Gabin et Mireille Balin dans Gueule d'amour (Grémillon, 1937) (image : www.toutlecine.com)
Mireille Balin enchaîne aussitôt avec un autre gros succès, Naples au baiser de feu (Genina, 1937), où elle côtoie Michel Simon, Viviane Romance (autre vamp de l'époque) et, surtout, Tino Rossi. L'actrice et le chanteur corse vont en effet vivre une liaison passionnée qui durera jusqu'en 1941. Après une tentative malheureuse à Hollywood, Mireille Balin reprendra le chemin des studios français et italiens en 1938.
On la voit notamment partager l'affiche avec Erich von Stroheim dans deux films restés relativement célèbres : Menaces (Gréville, 1939, avec aussi Ginette Leclerc) et Macao, l'enfer du jeu (Delannoy, 1940). Deux films qui connaîtront des mésaventures durant l'Occupation, Von Stroheim étant particulièrement honni par les nazis (ses scènes dans Macao sont d'ailleurs retournées avec Pierre Renoir). Puis, au début des années 40, on retrouve Mireille Balin dans les studios de Cinecitta pour Les cadets de l'Alcazar (Genina, 1940), un film résolument pro-fasciste qui va lui valoir bien des déboires à la Libération, d'autant que l'actrice s'est éprise d'un officier de la Wehrmacht et ça, ça valait au moins la tonsure en 1944-1945 !
Tino Rossi, Corinne Luchaire, Michèle Morgan et Mireille Balin à la fin des années 30
Après avoir tourné quelques films sous l'Occupation (dont Dernier atout, 1942, de Jacques Becker), Mireille Balin est arrêtée par les FFI en 1944 dans le sud de la France alors que le couple franco-allemand tente de passer en Italie. Violentée, violée et incarcérée jusqu'en janvier 1945 (alors que son amant est sans doute abattu), Mireille Balin ne s'en relèvera jamais.

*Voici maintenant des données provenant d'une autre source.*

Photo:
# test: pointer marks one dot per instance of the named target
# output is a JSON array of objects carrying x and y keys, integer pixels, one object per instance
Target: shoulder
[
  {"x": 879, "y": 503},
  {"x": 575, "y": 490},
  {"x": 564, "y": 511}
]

Sa carrière brisée, malade, oubliée, elle va sombrer doucement dans la misère et le dénuement le plus total. Prise en charge à la fin des années 50 par l'association "La roue tourne", œuvre d'aide aux artistes dans le besoin, Mireille Balin décède en novembre 1968. Selon le "Dictionnaire des comédiens français disparus" d'Yvan Foucart, on plaça dans son cercueil son porte-bonheur : un petit ours en peluche que lui avait offert Tino Rossi (je la vois déjà, la petite larme au coin de votre œil...).